3. Minimize (v(0,0)-s(0,0))^2 , aka "let the top left corners match in color".
(Click to enlarge)
Now, we blend real images together using Poisson blending and least squares. The idea is the same as described in 2.1; we still want to match x and y-gradients as closely as possible.
But this time, we create a mask for the source image region we wish to blend into the target. From source image pixels in this mask, we use gradients to find their values. The blending constraints are thus:
We take the NSEW neighbors of each pixel in the mask, and match the source image gradients. If a neighbor isn't in the mask, its value is already set as its value in the target image. Setting up these constraints for every pixel in the mask creates a large matrix equation, which we solve using least squares. The resulting values are the values of each pixel in the mask.
The Poisson blends work best when the background of the object in the source image and the surrounding area in the target image are of similar color. In the failed Yule Ball image, one can see that the background of the penguin chick is a bit different from the floor of the Yule Ball - the floor is kind of a consistent gray, whereas the snow fades from white to blue. Matching the gradients up on the boundary thus is a little harder, and because we're using least squares, this error propagates a bit into the interior of the image.
In this case, the Poisson blend doesn't look very good. This is because the scar from Harry is very shadowy, whereas Luna, the target image, is very brightly lit. The two backgrounds don't match very well, so least squares doesn't work out too well either. So in this particular case, the Laplacian blend is better.

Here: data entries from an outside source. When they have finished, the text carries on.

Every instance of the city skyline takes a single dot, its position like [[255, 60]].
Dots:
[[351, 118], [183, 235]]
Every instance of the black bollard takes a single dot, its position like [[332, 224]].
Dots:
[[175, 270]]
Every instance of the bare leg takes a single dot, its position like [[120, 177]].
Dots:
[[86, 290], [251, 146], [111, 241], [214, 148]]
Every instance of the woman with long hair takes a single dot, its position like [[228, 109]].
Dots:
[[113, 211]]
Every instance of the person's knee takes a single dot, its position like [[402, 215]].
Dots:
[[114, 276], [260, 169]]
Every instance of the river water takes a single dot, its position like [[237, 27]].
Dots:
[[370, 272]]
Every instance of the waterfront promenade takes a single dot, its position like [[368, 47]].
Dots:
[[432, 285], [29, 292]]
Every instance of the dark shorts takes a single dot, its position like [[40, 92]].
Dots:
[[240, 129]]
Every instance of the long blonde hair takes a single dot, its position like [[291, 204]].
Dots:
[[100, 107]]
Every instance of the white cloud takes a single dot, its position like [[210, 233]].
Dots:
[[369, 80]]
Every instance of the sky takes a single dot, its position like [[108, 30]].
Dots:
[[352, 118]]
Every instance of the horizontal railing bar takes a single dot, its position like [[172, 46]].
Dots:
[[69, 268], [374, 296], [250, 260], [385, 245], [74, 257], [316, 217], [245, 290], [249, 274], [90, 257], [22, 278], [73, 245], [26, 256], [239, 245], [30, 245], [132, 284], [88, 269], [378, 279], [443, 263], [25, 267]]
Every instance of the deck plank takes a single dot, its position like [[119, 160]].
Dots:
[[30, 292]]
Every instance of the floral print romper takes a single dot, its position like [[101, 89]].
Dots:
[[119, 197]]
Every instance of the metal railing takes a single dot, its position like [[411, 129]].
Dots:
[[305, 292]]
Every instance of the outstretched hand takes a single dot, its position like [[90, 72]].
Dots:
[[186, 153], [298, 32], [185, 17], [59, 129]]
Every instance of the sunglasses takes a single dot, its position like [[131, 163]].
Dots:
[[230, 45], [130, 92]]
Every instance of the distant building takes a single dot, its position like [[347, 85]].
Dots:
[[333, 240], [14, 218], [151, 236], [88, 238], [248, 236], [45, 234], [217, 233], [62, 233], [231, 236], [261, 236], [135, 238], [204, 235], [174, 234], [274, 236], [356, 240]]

In general, Poisson and Laplacian might fare better in different situations. As mentioned before, gradient domain blending can change the color and intensity of the original source image, so if maintaining color integrity is a top priority, Laplacian pyramid blending might be a better pick. In the blending seam area though, Laplacian actually includes frequencies of both images - so if the source and target images have vastly different frequencies, putting them together with Laplacian might result in a rather funky image. In that case, Poisson blending might be a better choice.
The most important thing I learned from this project was to use software packages and functions intelligently. Do the research. Else you'll be staring at your computer for a million years while it whirs and burns and still nothing happens.